If you are concerned about the impact that selling your home may have on your credit score, you should know that the sale of your home may have very little impact, if any impact at all. Even if having a favourable overall credit history won’t lower your score, it’s possible that it won’t really enhance it either in the long term. The most significant disadvantage is that you will no longer have a history of ongoing mortgage payments that creditors and lenders may use to evaluate the level of credit risk you provide to them.
How It Works
Even while selling your home won’t trigger a drop in your credit score, maintaining a mortgage payment history might actually boost your score. When determining your credit score, a significant amount of weight is placed on whether or not you are timely with your mortgage payments. Even though you shouldn’t be late on any of your payments for any of your bills, a history of on-time mortgage payments is one of the first things lenders check for when reviewing your credit report.
Lenders will investigate your credit history to determine whether or not you have a track record of making regular and on-time mortgage payments. If you no longer have a mortgage, a lender will not have that information as a current gauge of your credit risk since they will not have that information. According to Credit.com, even after you have paid off your mortgage, the history of having a mortgage will stay on your credit report for up to ten years. Your credit score may be negatively impacted for up to seven years if there are unfavourable entries on your credit report; however, the impact will lessen as more time passes. The reason for this is because potential lenders are interested in seeing how you now handle your credit.
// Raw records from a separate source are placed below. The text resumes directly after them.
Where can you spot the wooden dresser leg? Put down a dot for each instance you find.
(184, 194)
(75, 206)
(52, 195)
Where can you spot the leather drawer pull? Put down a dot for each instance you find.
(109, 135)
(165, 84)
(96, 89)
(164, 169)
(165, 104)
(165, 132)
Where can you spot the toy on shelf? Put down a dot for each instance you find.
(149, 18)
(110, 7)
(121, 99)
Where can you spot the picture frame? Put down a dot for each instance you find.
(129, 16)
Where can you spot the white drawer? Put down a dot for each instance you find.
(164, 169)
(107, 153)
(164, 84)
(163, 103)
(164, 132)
If you sell your home, you may use the money from the sale toward paying off other obligations or reducing the amount you owe on those loans. Even if you pay off your mortgage and reduce your overall debt load, having other high debts can still have a negative impact on your credit score. According to MyFICO, reducing the amount of debt you owe on your revolving credit cards is one of the most efficient ways to reduce the total amount of debt you owe as well as enhance your credit score. You may improve both the quantity of accessible credit as well as your credit score by focusing on paying off the cards that are closest to their credit limits first. This will free up more of your available credit.
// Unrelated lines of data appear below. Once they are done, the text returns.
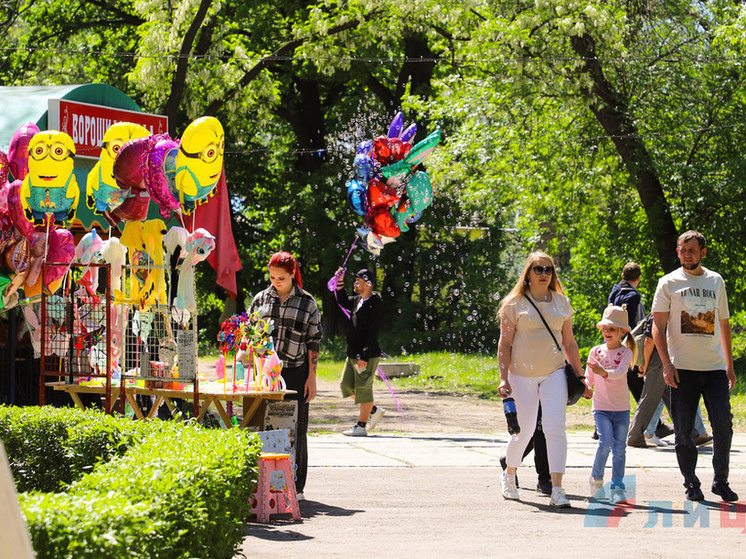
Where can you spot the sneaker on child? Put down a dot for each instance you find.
(597, 485)
(618, 496)
(559, 499)
(507, 484)
(375, 417)
(356, 431)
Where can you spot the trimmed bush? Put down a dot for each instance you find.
(157, 489)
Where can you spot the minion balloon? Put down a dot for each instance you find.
(50, 186)
(199, 162)
(102, 191)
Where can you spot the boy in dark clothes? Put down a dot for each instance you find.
(363, 351)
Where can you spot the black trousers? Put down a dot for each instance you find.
(295, 379)
(713, 387)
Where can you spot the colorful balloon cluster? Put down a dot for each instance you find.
(41, 197)
(242, 331)
(135, 167)
(249, 338)
(388, 190)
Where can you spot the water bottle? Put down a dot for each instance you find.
(511, 416)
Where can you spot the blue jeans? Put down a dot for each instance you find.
(713, 387)
(612, 427)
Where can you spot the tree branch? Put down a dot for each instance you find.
(182, 65)
(276, 56)
(612, 112)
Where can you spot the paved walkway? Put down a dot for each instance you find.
(439, 496)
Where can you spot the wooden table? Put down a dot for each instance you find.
(251, 401)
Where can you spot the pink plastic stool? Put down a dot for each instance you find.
(270, 500)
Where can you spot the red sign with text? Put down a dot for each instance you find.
(86, 124)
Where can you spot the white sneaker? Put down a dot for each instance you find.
(507, 484)
(374, 418)
(655, 441)
(618, 496)
(356, 431)
(597, 488)
(559, 499)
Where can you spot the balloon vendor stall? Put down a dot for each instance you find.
(248, 338)
(103, 220)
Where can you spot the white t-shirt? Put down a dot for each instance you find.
(696, 305)
(534, 353)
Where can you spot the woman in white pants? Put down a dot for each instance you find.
(532, 367)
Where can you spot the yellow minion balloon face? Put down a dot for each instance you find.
(102, 191)
(199, 162)
(50, 186)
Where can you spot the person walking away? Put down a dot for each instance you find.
(363, 349)
(655, 394)
(606, 374)
(296, 338)
(625, 293)
(532, 367)
(692, 334)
Your credit score is going to take a significant hit regardless of whether the event is a foreclosure or a short sale, even if the former may appear less dire than the latter. In the event that you find yourself in a difficult financial situation, your mortgage lender could agree to let you sell the property for an amount that is less than the remaining balance on the loan. Despite this, the lender of your mortgage loan will still consider you to be in default, and they will report this fact to the credit bureaus. The decision to file a lawsuit against you for any difference that you are unable to pay rests entirely in the hands of the lender. Your credit score will drop even more if you have a judgement shown on your record. However, in many instances, the lender will choose to accept the tax write-off rather than file a lawsuit.